In Whitman questi elementi si caricano di una sorta di misticismo eroico, che lo porta a voler affrontare, nei suoi versi, tutto, ogni aspetto della vita umana, toccando anche argomenti all’epoca ancora sottoposti a una preventiva e feroce censura, come il sesso, e non solo quello etero. (Del resto, a proposito della presunta, mai del tutto comprovata né esclusa omosessualità, che Whitman da parte sua negava, ma senza troppa convinzione, con malizia Praz chiosa: «D’altronde nessuno mai sostenne di esser suo figlio o suo nipote, anche dopo che egli fu morto e famoso».) Protagonisti del suo mondo sono sempre e comunque le persone comuni, nei confronti delle quali Whitman mostra costantemente comprensione e partecipazione, convinto com’era che la salvezza venisse dalle masse e dalla loro adesione democratica al bene collettivo: è il loro spirito che deve svilupparsi liberamente, senza le pastoie di ideologie preconfezionate.
La crudeltà delle circostanze storiche, peraltro, non lascia Whitman indifferente: negli anni della maturità, anzi, sarà fortemente colpito dalle conseguenze della guerra di secessione americana che ha inizio nel 1861. A quel periodo difficile risale la famosa ode O Captain!, My Captain! e l’elegia When Lilacs last in the Dooryard Bloom’d, dedicate entrambe a un presidente, Lincoln, assassinato nell’aprile del 1865, ma soprattutto una presa di coscienza diretta della situazione dei feriti al fronte, per i quali s’impegnerà in prima persona.
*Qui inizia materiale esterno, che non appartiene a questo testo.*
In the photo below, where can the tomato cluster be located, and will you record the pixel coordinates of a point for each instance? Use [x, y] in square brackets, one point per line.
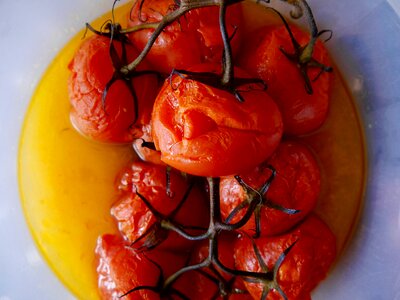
[212, 131]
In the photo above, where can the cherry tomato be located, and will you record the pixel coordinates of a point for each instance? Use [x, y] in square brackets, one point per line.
[134, 217]
[206, 131]
[306, 264]
[296, 186]
[193, 39]
[121, 269]
[302, 113]
[143, 152]
[205, 283]
[91, 70]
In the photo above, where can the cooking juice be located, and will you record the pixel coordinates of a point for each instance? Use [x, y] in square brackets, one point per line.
[67, 182]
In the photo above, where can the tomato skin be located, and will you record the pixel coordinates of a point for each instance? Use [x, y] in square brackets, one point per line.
[193, 39]
[134, 217]
[295, 186]
[302, 113]
[146, 154]
[120, 269]
[91, 69]
[206, 131]
[197, 286]
[306, 264]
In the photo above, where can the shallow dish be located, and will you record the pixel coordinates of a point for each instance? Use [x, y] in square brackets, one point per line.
[366, 47]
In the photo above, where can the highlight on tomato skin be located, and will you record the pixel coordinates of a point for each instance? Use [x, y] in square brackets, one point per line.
[262, 56]
[296, 186]
[205, 131]
[306, 264]
[135, 219]
[91, 70]
[193, 39]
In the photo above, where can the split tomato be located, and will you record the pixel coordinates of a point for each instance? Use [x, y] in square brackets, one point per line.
[111, 121]
[296, 186]
[121, 269]
[191, 40]
[262, 56]
[206, 131]
[165, 193]
[306, 264]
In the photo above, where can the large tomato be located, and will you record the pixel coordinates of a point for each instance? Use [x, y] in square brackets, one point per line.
[262, 56]
[206, 131]
[193, 39]
[135, 218]
[306, 264]
[91, 70]
[296, 186]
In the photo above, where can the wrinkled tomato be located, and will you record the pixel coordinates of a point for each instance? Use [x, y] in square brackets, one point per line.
[135, 219]
[112, 121]
[193, 39]
[206, 131]
[296, 186]
[262, 56]
[306, 264]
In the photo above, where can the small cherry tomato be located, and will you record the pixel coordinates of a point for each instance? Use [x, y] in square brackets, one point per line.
[193, 39]
[262, 56]
[211, 282]
[136, 221]
[295, 186]
[91, 70]
[146, 153]
[303, 267]
[121, 269]
[206, 131]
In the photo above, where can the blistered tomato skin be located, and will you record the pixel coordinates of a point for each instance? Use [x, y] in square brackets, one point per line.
[296, 186]
[121, 269]
[91, 70]
[193, 39]
[134, 217]
[262, 56]
[306, 264]
[206, 131]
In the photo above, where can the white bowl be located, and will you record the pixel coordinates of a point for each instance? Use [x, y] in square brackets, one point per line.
[366, 48]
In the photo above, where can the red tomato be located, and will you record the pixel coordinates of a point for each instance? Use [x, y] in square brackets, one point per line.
[206, 131]
[135, 218]
[261, 56]
[193, 39]
[295, 186]
[306, 264]
[91, 70]
[145, 153]
[121, 269]
[204, 283]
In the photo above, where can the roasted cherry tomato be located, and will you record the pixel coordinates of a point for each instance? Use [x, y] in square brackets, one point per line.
[146, 152]
[262, 56]
[305, 265]
[121, 269]
[193, 39]
[211, 282]
[206, 131]
[139, 224]
[91, 70]
[295, 186]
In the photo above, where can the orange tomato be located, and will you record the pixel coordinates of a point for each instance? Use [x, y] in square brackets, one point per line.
[206, 131]
[191, 40]
[301, 112]
[91, 70]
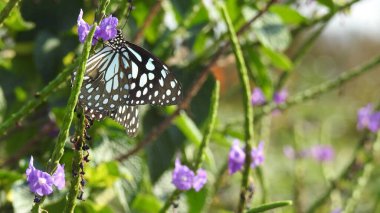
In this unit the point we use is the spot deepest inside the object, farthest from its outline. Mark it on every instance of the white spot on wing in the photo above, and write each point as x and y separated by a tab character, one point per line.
149	65
138	56
135	70
143	80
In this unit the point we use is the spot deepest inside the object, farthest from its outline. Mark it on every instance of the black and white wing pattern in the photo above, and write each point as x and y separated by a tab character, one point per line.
105	81
121	76
150	81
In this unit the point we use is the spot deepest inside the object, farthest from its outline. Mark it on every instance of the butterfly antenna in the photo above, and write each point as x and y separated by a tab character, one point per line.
130	8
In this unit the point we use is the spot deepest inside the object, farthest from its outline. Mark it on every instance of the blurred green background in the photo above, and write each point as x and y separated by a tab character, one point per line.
39	39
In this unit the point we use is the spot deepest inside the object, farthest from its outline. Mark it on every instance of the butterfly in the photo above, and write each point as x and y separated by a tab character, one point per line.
121	76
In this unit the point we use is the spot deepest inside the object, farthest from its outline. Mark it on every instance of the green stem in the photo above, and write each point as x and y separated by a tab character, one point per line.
38	100
210	128
363	180
77	160
248	112
203	145
63	134
170	200
323	18
7	9
296	58
334	183
101	12
322	88
270	206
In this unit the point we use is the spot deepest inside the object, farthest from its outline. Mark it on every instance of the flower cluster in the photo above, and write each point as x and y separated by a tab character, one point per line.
320	153
106	30
236	157
258	98
184	178
368	118
41	183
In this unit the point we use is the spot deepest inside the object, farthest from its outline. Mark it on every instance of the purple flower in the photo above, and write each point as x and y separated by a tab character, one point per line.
289	152
374	122
257	97
257	155
59	177
322	153
200	179
83	27
40	182
182	176
364	116
107	28
280	96
236	158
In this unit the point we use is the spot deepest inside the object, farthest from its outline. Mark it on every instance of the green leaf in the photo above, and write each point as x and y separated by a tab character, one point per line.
146	203
287	14
3	104
15	21
187	126
7	178
161	152
328	3
103	175
270	206
272	33
278	59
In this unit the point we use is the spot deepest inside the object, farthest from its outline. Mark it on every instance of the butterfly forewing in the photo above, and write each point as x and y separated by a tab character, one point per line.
150	81
122	75
105	80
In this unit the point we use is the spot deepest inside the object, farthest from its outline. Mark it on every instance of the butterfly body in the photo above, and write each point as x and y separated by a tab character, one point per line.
119	77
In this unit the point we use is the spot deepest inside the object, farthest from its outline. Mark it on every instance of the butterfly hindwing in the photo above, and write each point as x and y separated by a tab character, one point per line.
150	80
122	75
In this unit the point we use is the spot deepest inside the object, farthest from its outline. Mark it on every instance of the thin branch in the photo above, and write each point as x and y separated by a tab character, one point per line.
196	86
79	141
322	88
7	9
63	134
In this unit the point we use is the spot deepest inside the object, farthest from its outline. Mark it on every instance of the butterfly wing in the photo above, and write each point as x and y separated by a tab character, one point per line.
127	116
150	81
105	86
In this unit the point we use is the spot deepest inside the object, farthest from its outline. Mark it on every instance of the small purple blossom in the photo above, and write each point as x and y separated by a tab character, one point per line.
257	155
39	182
182	176
374	122
364	116
83	27
236	157
322	153
280	96
289	152
184	179
257	97
59	177
107	28
199	180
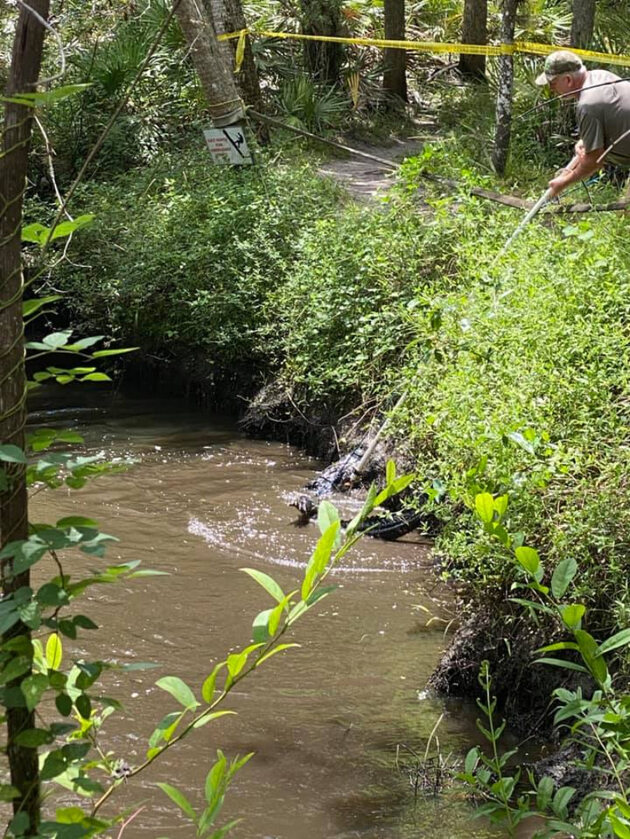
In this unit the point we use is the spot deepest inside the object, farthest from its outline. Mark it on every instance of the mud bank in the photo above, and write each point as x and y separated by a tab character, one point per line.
494	630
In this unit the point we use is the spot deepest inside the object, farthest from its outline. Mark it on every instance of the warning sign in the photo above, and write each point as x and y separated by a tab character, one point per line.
228	145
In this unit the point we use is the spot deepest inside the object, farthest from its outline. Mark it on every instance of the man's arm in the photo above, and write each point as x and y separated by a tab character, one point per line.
583	165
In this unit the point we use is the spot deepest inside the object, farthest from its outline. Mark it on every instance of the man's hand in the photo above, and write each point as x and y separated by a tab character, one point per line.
583	165
580	151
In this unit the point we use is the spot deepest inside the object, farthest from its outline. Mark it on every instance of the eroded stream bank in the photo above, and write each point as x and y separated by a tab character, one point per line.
325	720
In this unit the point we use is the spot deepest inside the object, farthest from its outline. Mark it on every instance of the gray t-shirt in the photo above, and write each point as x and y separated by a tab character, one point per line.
603	115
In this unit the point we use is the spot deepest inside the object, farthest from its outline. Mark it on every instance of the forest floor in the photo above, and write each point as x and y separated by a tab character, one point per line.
366	179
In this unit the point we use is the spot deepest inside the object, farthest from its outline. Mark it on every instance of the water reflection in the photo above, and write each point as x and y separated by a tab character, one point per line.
325	720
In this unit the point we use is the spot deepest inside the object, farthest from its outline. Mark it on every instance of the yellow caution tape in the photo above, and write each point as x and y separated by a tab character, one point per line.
438	47
240	50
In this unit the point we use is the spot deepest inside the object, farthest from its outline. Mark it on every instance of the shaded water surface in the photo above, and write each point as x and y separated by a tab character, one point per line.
325	721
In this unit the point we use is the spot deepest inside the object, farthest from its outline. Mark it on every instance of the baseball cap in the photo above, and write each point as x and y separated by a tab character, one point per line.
557	63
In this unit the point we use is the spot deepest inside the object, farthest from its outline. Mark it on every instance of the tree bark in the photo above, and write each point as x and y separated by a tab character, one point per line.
503	128
395	61
582	24
16	136
228	16
323	60
215	75
474	31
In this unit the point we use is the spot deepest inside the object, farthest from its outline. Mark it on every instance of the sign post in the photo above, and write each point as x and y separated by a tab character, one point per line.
228	146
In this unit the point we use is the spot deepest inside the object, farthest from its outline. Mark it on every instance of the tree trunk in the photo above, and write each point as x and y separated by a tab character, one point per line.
215	75
228	16
322	17
16	136
504	95
582	23
395	61
474	31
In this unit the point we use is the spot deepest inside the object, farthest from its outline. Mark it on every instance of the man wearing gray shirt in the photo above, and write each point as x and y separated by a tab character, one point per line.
603	115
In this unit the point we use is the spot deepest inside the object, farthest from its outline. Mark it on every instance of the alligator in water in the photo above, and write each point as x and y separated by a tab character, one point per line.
341	476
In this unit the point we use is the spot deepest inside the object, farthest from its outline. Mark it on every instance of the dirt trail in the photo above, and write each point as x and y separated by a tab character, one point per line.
366	179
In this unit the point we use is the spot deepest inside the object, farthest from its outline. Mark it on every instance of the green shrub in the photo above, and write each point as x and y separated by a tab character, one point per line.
182	254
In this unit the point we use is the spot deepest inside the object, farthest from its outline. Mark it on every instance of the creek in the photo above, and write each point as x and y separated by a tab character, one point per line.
336	724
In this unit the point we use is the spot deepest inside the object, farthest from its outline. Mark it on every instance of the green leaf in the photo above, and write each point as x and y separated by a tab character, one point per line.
589	649
12	454
236	661
484	505
54	652
267	582
529	559
179	690
572	615
563	574
64	704
500	505
56	340
179	799
31	306
558	662
560	645
96	377
83	706
166	728
622	830
65	228
620	639
368	506
260	626
33	688
327	515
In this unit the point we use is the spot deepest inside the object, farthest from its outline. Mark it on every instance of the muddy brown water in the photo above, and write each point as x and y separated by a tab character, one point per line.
335	724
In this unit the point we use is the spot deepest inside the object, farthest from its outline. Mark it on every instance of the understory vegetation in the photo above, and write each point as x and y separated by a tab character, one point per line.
269	282
515	364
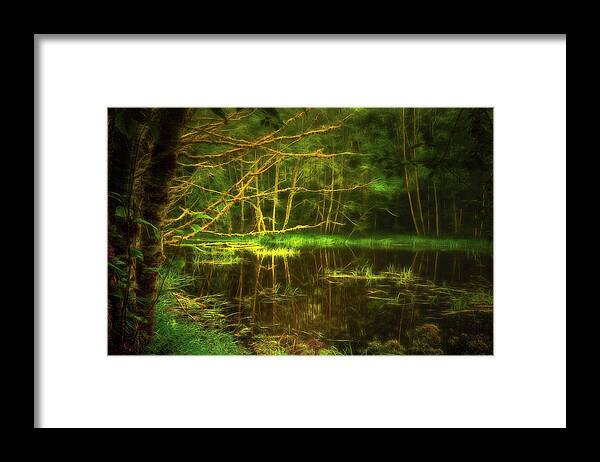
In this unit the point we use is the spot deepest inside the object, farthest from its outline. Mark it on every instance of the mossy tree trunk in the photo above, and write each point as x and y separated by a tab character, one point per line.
122	129
156	184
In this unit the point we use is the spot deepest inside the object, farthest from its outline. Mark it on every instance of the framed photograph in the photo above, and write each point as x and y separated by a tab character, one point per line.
353	228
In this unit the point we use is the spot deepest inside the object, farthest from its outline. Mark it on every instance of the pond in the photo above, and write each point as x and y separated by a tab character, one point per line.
351	300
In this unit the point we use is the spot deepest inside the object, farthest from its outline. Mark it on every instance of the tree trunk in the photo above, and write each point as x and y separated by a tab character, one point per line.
156	183
414	156
119	168
412	211
437	213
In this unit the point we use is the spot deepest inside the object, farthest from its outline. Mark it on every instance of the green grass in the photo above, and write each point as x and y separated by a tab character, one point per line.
478	299
176	336
399	276
296	240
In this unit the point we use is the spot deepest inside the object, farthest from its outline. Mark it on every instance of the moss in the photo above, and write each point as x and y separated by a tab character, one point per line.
466	344
290	344
426	340
390	347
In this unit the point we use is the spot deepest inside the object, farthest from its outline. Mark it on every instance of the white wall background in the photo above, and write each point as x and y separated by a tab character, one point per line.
523	384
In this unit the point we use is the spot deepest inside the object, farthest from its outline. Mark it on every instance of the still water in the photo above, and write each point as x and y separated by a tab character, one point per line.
319	294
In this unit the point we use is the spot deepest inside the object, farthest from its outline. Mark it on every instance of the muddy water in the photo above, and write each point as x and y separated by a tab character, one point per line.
296	295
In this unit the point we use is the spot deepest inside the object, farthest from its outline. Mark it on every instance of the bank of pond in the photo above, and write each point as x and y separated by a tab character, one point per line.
311	294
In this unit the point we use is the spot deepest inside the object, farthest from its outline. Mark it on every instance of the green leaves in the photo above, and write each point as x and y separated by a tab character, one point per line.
154	229
137	253
125	123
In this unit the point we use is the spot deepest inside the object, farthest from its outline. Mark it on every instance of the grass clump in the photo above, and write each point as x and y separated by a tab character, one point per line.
176	330
290	344
479	299
298	240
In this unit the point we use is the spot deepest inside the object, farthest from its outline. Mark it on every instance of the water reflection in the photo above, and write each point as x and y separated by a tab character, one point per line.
295	294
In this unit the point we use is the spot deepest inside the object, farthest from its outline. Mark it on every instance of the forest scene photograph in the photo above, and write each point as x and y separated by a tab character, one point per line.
300	231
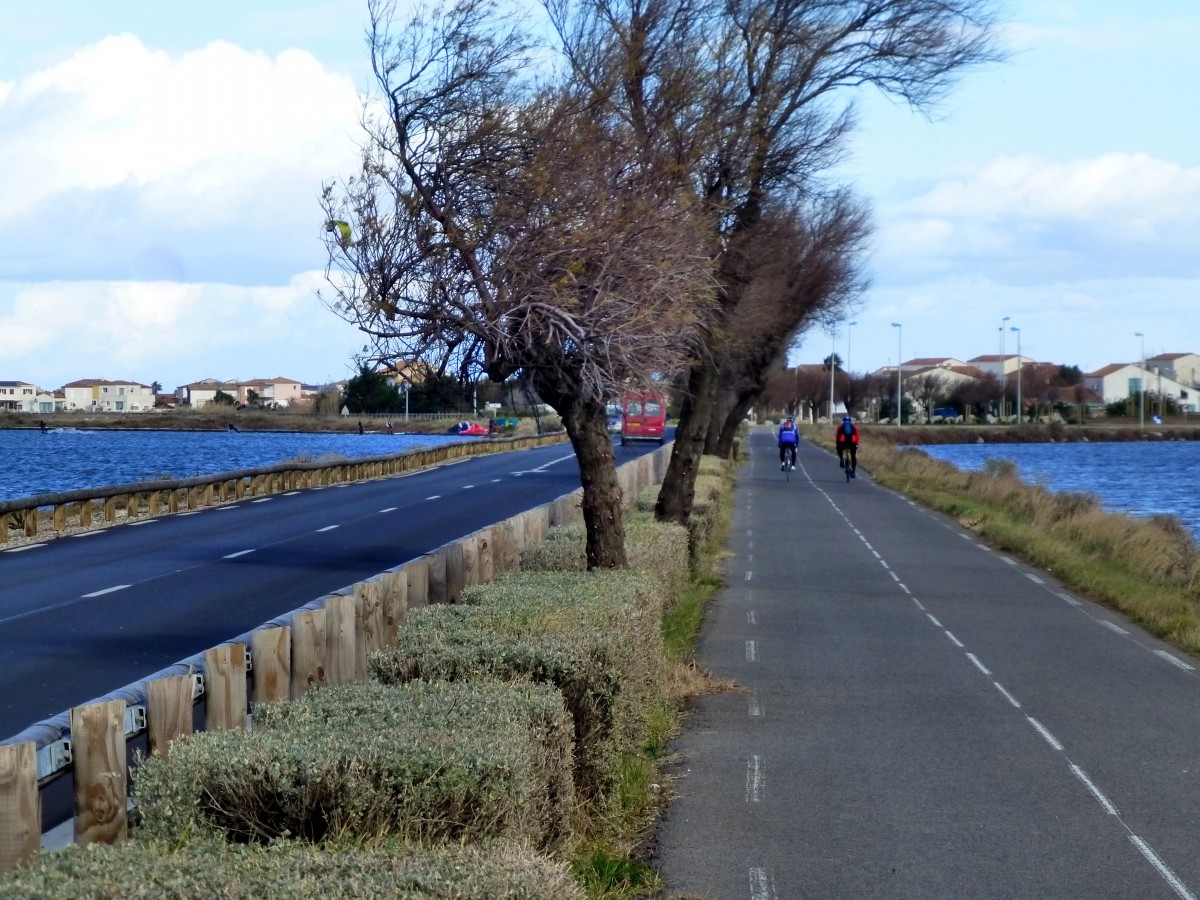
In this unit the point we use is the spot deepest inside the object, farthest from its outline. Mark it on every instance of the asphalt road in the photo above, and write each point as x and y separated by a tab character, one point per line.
922	717
87	615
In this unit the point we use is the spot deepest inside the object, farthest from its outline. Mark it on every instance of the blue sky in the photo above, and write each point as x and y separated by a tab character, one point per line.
159	215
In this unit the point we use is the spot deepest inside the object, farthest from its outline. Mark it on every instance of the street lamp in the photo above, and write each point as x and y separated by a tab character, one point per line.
899	371
1141	383
1003	371
1018	372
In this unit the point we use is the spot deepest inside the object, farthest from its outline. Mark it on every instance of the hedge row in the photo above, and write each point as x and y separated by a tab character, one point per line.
426	762
594	636
157	871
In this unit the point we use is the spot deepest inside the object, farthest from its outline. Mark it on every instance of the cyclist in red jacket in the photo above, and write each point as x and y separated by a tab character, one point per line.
846	438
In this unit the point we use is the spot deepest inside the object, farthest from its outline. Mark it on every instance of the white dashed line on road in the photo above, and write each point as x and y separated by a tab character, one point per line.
107	591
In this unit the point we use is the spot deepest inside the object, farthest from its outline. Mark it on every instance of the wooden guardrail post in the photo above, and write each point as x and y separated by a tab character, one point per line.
97	744
340	645
307	652
395	604
21	816
418	582
168	712
271	652
225	688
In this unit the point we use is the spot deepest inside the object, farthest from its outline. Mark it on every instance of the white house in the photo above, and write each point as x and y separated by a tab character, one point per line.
1126	379
97	395
18	396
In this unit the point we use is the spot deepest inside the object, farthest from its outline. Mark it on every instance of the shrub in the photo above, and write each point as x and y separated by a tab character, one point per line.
595	636
425	762
154	871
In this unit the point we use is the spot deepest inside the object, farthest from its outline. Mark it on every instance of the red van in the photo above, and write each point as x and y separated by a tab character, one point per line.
643	417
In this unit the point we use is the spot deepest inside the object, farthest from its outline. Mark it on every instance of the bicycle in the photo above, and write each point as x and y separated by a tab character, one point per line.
789	461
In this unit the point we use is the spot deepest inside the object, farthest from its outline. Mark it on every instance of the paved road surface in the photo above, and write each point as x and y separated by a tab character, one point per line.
923	717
Questa nuova consapevolezza sarà distillata nelle edizioni successive di Leaves of Grass e nelle altre opere degli anni 1870-80 e permeerà di sé la sua concezione del trapasso all’insegna della continuità con la vita, così come il parallelismo o identificazione fra l’erba che copre le tombe e le foglie d’erba del suo titolo. La morte, che lo coglie nel 1892, a settantatré anni, per Whitman non sarà dunque che parte inalienabile e irrinunciabile della vita, da interpretarsi quale nuova rinascita nell’oltretomba; non l’aveva forse già previsto, sempre nel Song of Myself, quasi cinquant’anni prima, quando scriveva: «Has any one supposed it lucky to be born? / I hasten to inform him or her it is just as lucky to die, and I know it» [“C’è chi suppone fausto sia nascere? / M’affretto ad informare costui o costei che è altrettanto fausto morire, e io lo so”]. Naturalmente non poteva saperlo, ma al tempo stesso lo sapeva; così come tutto, e sempre, intuiscono (o forse davvero sanno) i veri poeti, gli immortali.